ECLI:NL:RBMID:2002:AE9131
Rechtbank Middelburg
- Eerste aanleg - enkelvoudig
- G.J.A. van Unnik
- M.K. Mol - Enklaar
- Rechtspraak.nl
Onttrekking van de Landbouwhaven Kortgene aan de openbaarheid en nadeelcompensatie voor woonschepen
In deze zaak heeft de Vereniging van woonschepen en woonarken Kortgene, eiseres, beroep ingesteld tegen de besluiten van de gemeente Noord-Beveland, verweerder, om de Landbouwhaven Kortgene aan de openbaarheid te onttrekken. Eiseres stelt dat haar leden onevenredig zware schade lijden door dit besluit, omdat het hen zou uitsluiten van ligplaatsen voor hun woonschepen, wat leidt tot aanzienlijke waardevermindering.

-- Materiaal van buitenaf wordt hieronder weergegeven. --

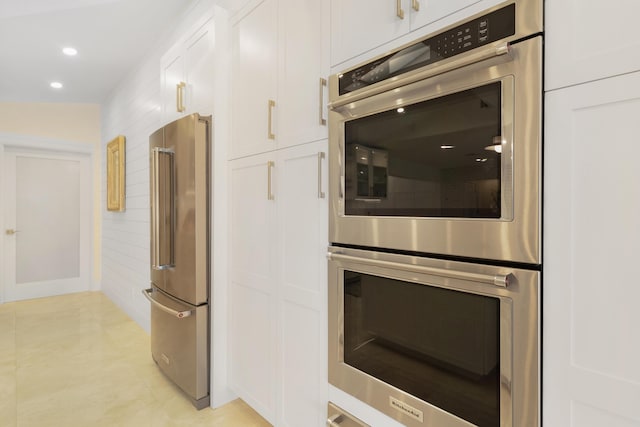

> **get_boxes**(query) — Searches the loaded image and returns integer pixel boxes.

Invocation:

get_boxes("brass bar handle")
[267,160,276,200]
[151,147,175,270]
[151,148,160,269]
[396,0,404,19]
[318,151,326,199]
[267,99,276,139]
[176,82,187,113]
[142,288,192,319]
[318,77,327,126]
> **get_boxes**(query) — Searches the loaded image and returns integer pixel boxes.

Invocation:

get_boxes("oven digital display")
[344,271,500,427]
[339,4,516,95]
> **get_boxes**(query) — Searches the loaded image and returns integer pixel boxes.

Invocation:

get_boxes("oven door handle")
[328,42,511,110]
[327,252,514,288]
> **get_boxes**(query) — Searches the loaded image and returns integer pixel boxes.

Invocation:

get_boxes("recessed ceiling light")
[62,47,78,56]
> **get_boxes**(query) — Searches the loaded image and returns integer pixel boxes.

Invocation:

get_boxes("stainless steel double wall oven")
[329,0,542,427]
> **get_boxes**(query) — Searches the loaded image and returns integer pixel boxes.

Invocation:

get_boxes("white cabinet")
[160,16,215,123]
[229,0,278,158]
[228,154,277,423]
[331,0,480,65]
[229,140,328,427]
[542,70,640,427]
[545,0,640,90]
[230,0,329,158]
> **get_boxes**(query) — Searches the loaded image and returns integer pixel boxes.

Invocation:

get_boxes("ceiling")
[0,0,228,104]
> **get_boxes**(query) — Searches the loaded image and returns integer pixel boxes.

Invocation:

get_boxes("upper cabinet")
[230,0,329,158]
[160,16,215,123]
[545,0,640,90]
[229,0,278,158]
[331,0,480,65]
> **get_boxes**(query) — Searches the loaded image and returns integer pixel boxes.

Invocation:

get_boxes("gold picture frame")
[107,135,125,212]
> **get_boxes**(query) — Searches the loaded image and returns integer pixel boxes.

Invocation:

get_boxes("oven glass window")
[344,82,503,218]
[344,271,500,427]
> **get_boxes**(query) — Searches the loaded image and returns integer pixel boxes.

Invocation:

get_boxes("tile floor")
[0,292,270,427]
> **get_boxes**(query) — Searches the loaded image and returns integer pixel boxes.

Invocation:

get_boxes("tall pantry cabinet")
[229,0,329,427]
[542,0,640,427]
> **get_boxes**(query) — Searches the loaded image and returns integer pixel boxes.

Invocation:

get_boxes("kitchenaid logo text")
[389,396,424,423]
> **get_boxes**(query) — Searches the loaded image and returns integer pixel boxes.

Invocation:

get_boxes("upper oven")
[329,1,542,264]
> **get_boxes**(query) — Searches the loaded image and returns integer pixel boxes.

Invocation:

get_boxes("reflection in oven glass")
[344,82,508,218]
[344,271,500,427]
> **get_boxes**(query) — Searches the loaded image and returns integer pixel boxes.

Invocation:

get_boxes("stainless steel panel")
[329,248,540,427]
[329,37,542,264]
[148,287,209,409]
[150,114,211,305]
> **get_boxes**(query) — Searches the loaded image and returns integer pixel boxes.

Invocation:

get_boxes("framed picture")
[107,135,125,212]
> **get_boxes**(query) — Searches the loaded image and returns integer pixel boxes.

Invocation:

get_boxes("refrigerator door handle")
[151,147,175,270]
[142,288,192,319]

Eiseres betoogt dat de gemeente gehouden is tot nadeelcompensatie, vooral gezien het feit dat haar leden al dertig jaar gebruik maakten van deze ligplaatsen.
De rechtbank overweegt dat er geen wettelijke regeling bestaat voor het onttrekken van andere zaken dan wegen aan de openbaarheid, en dat de Wegenwet hier niet van toepassing is. De rechtbank concludeert dat de gemeente als beslissingsbevoegd bestuursorgaan kan worden aangemerkt. De rechtbank stelt vast dat de openbaarheid van de landbouwhaven is komen te vervallen door de herontwikkeling van het gebied, wat heeft geleid tot een wijziging van de bestemming van de haven naar jachthaven.
De rechtbank oordeelt dat de gemeente een zwaarwegend belang had om de haven aan de openbaarheid te onttrekken en dat de verkoop van het erfpachtrecht aan Korteweg vastgoed Ontwikkeling BV en later aan Delta Marina BV niet onredelijk was. De rechtbank concludeert dat de schade die de leden van eiseres lijden, voortkomt uit een privaatrechtelijke aangelegenheid en dat de burgerlijke rechter hierover dient te oordelen. De rechtbank verklaart het beroep van eiseres ongegrond en niet-ontvankelijk voor het deel dat gericht was tegen de weigering om te beslissen op het bezwaarschrift.